Peut-être que lui, à Lampedusa, il a eu le temps de proférer quelque mots, par exemple de demander à ses compagnons de débarquement dans quel endroit du monde ou d’Italie il se trouvait. Il se pourrait en effet qu’il ait touché terre vivant et qu’il soit tombé dans les rochers de Cala Pulcino, le lieu le plus isolé de l’île qui, de temps en temps, est choisi, la nuit, pour essayer d’accoster, là où les immigrants ne sont pas toujours vus. Et alors ils grimpent au milieu des hautes roches de cette partie de l’île qui précède la Baia dei conigli, et l’un d’entre eux, dans l’obscurité de la nuit et des mots échangés, précipite dans la mer. Peut-être, au contraire, que son arrivée a été suivie, découverte et dirigée par les carabiniers, par les douaniers ou par les gardes-côtes, vers le petit port des débarquements, peut-être que dans la barque son corps était déjà mort, comme cela se produit quelques fois ; la dernière, par exemple, quelques jours juste avant notre arrivée, fin juillet, le 27 pour être précis, bien que la page qui signale ce débarquement dans les archives des Gardes-côtes ne soit pas aussi précise, vu qu’elle oublie de signaler le cadavre qu’on a trouvé à bord. L’entreprise macabre du calcul du nombre de morts, tout du moins de ceux qu’on retrouve, serait donc, pour ceux qui voudraient absolument s’y dédier, une entreprise impossible. Les morts sont signalés au bureau d’état civil seulement si les cadavres ont été identifiés, autrement ils ne sont signalés que dans les archives des Gardes-côtes, et seulement si celui qui s’occupe du bureau n’oublie pas de les signaler. Peut-être, au contraire, que son corps est remonté à la surface, dans les heures ou les jours qui ont suivis le naufrage, peut-être qu’il est arrivé jusqu’à terre, qu’on l’a trouvé sur la plage, comme cela continue à se produire à Lampedusa ou dans d’autres lieux de la Sicile, ou bien qu’il a été repêché avec le poisson, encore intact, dans les filets de quelque pêcheur, peut-être que les caisses pour le poisson de ce pêcheur étaient déjà pleines de poissons, et que pour cette raison il n’a pas eu envie de le rejeter à la mer, comme ça, avec un rite trop accéléré, sans même un cercueil improvisé, fait avec les caisses blanches et la glace prête à accueillir les poissons, comme le firent les pêcheurs de Porto Paolo après le naufrage du jour de Noël 1996.

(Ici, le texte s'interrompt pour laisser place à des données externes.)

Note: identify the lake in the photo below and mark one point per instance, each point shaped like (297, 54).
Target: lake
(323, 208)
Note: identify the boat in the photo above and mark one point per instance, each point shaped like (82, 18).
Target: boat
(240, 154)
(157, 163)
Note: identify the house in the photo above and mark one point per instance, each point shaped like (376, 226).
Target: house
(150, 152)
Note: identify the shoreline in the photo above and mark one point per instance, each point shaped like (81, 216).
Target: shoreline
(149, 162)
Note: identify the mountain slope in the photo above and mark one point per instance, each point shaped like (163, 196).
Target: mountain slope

Les quelques minutes sont écoulées, je le laisse à sa pierre tombale dans le vieux cimetière de Lampedusa, près de la mer de Cala Pisana, et à ce que je sais de lui : « enteré le 29-9-2000 à 11 heures. »"
Federica Sossi ("L'uomo che non c'è", Il Manifesto, traduction de l'italien ImpasseSud)
*L’île de Lampedusa fait partie de la province italienne d’Agrigente et se trouve à 205 km au sud de la côte sicilienne, mais seulement à 113 km de celle de la Tunisie.